Discovery of Anti-Amoebic Inhibitors from Screening the MMV Pandemic Response Box on Balamuthia mandrillaris, Naegleria fowleri, and Acanthamoeba castellanii.

Pathogenic free-living amoebae, Balamuthia mandrillaris, Naegleria fowleri, and several Acanthamoeba species are the etiological agents of severe brain diseases, with case mortality rates > 90%. A number of constraints including misdiagnosis and partially effective treatments lead to these high fatality rates. The unmet medical need is for rapidly acting, highly potent new drugs to reduce these alarming mortality rates.
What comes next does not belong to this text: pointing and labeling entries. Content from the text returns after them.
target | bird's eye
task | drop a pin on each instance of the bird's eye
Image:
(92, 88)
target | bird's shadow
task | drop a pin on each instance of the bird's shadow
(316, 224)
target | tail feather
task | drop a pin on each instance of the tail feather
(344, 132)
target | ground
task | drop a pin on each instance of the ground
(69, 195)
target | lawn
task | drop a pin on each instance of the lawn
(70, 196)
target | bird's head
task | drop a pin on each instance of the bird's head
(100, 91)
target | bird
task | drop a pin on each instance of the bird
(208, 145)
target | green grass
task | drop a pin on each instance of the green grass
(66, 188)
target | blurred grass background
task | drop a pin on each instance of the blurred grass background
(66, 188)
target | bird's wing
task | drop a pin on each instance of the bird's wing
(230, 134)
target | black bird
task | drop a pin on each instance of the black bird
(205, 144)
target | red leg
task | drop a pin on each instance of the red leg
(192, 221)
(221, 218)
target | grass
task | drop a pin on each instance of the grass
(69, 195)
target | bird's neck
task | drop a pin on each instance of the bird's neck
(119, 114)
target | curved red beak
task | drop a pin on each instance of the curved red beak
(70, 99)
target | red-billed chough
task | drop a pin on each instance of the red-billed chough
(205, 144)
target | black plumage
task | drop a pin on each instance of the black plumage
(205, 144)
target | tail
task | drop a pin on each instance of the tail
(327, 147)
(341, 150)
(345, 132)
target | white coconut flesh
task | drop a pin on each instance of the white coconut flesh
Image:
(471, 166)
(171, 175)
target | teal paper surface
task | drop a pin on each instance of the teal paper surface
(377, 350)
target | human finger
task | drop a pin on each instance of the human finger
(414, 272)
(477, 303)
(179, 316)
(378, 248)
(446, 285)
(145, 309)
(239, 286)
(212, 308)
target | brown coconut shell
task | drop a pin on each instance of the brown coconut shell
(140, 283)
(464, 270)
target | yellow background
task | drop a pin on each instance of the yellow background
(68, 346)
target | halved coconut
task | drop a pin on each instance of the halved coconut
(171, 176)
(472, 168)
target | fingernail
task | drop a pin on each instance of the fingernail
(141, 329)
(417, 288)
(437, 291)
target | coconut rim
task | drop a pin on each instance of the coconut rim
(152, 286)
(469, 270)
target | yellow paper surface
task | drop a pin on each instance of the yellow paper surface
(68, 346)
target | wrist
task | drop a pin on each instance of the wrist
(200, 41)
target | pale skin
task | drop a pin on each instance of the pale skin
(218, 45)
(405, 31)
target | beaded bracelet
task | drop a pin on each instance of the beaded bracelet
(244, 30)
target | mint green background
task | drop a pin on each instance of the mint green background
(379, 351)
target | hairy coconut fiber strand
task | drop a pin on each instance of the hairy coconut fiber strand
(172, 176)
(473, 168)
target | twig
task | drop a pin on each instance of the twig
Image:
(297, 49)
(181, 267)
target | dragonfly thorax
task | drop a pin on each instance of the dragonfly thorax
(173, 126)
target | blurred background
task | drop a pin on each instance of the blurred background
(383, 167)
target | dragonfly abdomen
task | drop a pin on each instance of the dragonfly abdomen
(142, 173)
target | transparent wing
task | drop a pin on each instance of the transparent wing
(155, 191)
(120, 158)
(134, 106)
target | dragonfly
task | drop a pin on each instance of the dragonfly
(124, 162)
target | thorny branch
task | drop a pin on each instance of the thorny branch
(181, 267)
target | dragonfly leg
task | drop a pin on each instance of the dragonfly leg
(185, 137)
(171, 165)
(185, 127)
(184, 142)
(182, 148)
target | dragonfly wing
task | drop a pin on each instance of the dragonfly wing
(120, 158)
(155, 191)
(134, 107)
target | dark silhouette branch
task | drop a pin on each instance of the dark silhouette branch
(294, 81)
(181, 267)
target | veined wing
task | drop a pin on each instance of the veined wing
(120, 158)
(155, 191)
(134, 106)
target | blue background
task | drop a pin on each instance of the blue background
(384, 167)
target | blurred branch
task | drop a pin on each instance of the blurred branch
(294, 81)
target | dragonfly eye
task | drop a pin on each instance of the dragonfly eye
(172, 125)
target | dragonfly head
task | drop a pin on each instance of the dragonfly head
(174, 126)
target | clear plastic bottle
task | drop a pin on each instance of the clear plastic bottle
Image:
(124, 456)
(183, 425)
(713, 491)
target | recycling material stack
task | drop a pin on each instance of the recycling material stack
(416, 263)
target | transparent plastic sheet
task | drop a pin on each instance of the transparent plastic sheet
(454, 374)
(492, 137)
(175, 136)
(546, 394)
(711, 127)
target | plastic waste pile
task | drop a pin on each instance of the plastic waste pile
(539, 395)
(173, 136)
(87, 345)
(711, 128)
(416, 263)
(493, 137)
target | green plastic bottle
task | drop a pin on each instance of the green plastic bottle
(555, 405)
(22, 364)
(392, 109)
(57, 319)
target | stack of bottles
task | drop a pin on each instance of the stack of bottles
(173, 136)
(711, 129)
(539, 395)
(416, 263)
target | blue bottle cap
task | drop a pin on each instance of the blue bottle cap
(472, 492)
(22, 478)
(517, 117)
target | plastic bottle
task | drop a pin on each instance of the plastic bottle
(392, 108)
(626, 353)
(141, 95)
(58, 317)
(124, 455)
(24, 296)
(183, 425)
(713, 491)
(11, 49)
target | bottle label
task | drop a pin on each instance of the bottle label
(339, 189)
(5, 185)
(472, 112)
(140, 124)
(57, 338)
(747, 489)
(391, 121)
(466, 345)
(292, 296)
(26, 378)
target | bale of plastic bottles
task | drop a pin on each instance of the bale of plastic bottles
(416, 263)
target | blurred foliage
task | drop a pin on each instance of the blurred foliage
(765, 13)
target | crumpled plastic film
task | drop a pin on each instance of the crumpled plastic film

Herein, we report the discovery of new drugs as potential anti-amoebic agents. We used the CellTiter-Glo 2.0 high-throughput screening methods to screen the Medicines for Malaria Ventures (MMV) Pandemic Response Box in a search for new active chemical scaffolds. Initially, we screened the library as a single-point assay at 10 and 1 µM. From these data, we reconfirmed hits by conducting quantitative dose-response assays and identified 12 hits against B. mandrillaris, 29 against N. fowleri, and 14 against A. castellanii ranging from nanomolar to low micromolar potency. We further describe 11 novel molecules with activity against B. mandrillaris, 22 against N. fowleri, and 9 against A. castellanii. These structures serve as a starting point for medicinal chemistry studies and demonstrate the utility of phenotypic screening for drug discovery to treat diseases caused by free-living amoebae.